In the world of web design, there are two primary methods of building web pages and links that are utilized – tables and frames. With tables, the entire web page is a single HTML document that displays everything that will be seen by the visitor when they go to a web page. Frames, on the other hand, are a bit more complicated, carrying multiple components and tables on a single page, providing a complex viewing experience for the visitor.
At first glance, it may seem that frames are the better way to go – you can do more interesting things with framing in web pages, and you can offer static navigation and consistent spaces for banner advertisements and the like. However, there are many more problems that go along with framing, to the extent where it is preferable to stick with using tables. In this essay, we will examine the ways in which using tables is preferred to frames when setting up web pages.
In order to understand why tables are better than frames, we must know what they do. Tables “allow you to precisely align online layout elements into columns and rows,” provides structure to the web design (Arntson, 215) Tables “allow for greater control over page layout, allowing creating of more visually interesting pages.” They can “set apart sections of documents”, and are the basic way in which HTML documents are made (Jacobs, 2011). Due to the fact that they are incredibly comprehensive, they can often be more simple than frames to create, as more can go into a single HTML document.
Frames, on the other hand, are much more involved than creating one HTML document; there are multiple documents for each page, every one displaying a different element of the web page. (Engelfreit, 1996) Frames “enable parts of the page to remain stationary while other parts scroll,” making it a great option for navigating, or implementing banner ads in your website. (Robbins, 233) if you want to have a more sophisticated look to your website, it can be argued that frames will do the job for you.
However, there are many other problems to consider when creating frames for your web page. Frames are meant to form a better user interface, but there are too many usability problems to make it feasible. (Alt.html, 2007) In an ideal world, your web page would look exactly as you wish it to; however, not all visitors have the same browsers, computer equipment, etc. There is no backwards compatibility, making framed pages useless to browsers that cannot read frames. (Engelfreit, 1996)
Frames can “make site production more complicated because you need to produce and organize multiple files to fill one page.” (Robbins, 233) Therefore, the workload may not be worth the benefits, especially because framed pages are difficult to bookmark (they may “only return you to the master frameset instead of the specific page you intended to bookmark”). (“Tables vs. Frames”)
Broken framesets occur all the time; when a visitor goes to a framed website, broken framesets can occur for a number of reasons. Typos in the actual programming, temporary or systemic browser problems, or even oddly categorized search engine links can result in the page looking jumbled and disorganized, if not completely unreadable. (Owen, 1997) All of this leads to a viewing experience that turns into a “sequence of navigation” rather than a “single navigation action”; visitors have to take more steps to get where they want to go in your web page than they would with tables. (Nielsen, 2011)

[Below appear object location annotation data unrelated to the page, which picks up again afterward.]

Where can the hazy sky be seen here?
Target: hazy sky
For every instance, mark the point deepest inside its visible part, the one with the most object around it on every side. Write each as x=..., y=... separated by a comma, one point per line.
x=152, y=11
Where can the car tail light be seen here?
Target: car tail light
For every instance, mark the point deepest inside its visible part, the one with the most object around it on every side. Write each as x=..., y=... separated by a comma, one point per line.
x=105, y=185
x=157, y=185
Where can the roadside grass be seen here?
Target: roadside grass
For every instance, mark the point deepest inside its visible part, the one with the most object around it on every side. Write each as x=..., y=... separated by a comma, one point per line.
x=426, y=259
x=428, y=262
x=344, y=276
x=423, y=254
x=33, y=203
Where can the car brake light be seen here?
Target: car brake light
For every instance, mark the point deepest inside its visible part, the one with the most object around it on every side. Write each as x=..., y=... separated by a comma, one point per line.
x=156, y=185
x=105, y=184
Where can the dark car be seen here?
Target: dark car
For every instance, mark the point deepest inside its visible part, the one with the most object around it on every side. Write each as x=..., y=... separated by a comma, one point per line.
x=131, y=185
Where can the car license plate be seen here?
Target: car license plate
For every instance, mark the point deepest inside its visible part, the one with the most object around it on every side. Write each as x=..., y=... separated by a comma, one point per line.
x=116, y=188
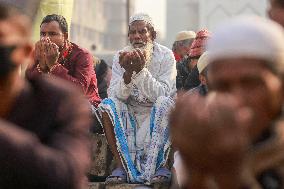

When using frames, there are many more steps that you need to take to “ensure that URLs keep working,” especially when a framed URL is bookmarked or linked in search engines. New tags in links must be created (e.g. TARGET=”_top” added to the anchor tag) in order to return the visitor to the same content after bookmarking. (Nielsen, 2011)
In summary, frames have too many problems to make the benefits worth the time it takes to create them. The multiple documents in framing make viewing the web page dicey at best for a visitor, as it is very probable that it will not look the way you want. They will have trouble bookmarking it, and search engines will not be able to find it as easily in order to classify it.
Basically, despite the potential that goes along with the promise of frames, it is best to use tables alone to set up your web pages. It is far simpler, much more compatible with bookmarking, browsers, and search engines, and will have a much higher likelihood of showing up on the visitor’s screen exactly in the way you intended it. There will be fewer files to worry about, and you can bring together all of the elements you want in your web page much more efficiently with the help of tables.
Arntson, A. E. (1988). Graphic design basics . New York: Holt, Rinehart, and Winston.
Engelfreit, A. (1997) Using frames and accessible Web sites. HTML Help by The Web Design Group. Retrieved March 21, 2011, from http://htmlhelp.com/design/frames/
Jacobs, J. Web Design -- Creating Tables. James Q. Jacobs, Anthropology, Archaeology, .... Retrieved March 21, 2011, from http://www.jqjacobs.net/web/tables.html
Nielsen, J. (1996) Frames Suck Most of the Time (Jakob Nielsen's Alertbox December 1996). useit.com: Jakob Nielsen on Usability and Web Design. Retrieved March 21, 2011, from http://www.useit.com/alertbox/9612.html
Owen, D. The Pros and Cons of Frames in Web Pages. Media College - Video, Audio and Multimedia Resources. Retrieved March 21, 2011, from http://www.mediacollege.com/internet/html/frames/pros-cons.html
Robbins, J. (2006). Web design in a nutshell: a desktop quick reference (3rd ed.). Sebastopol, CA: O'Reilly.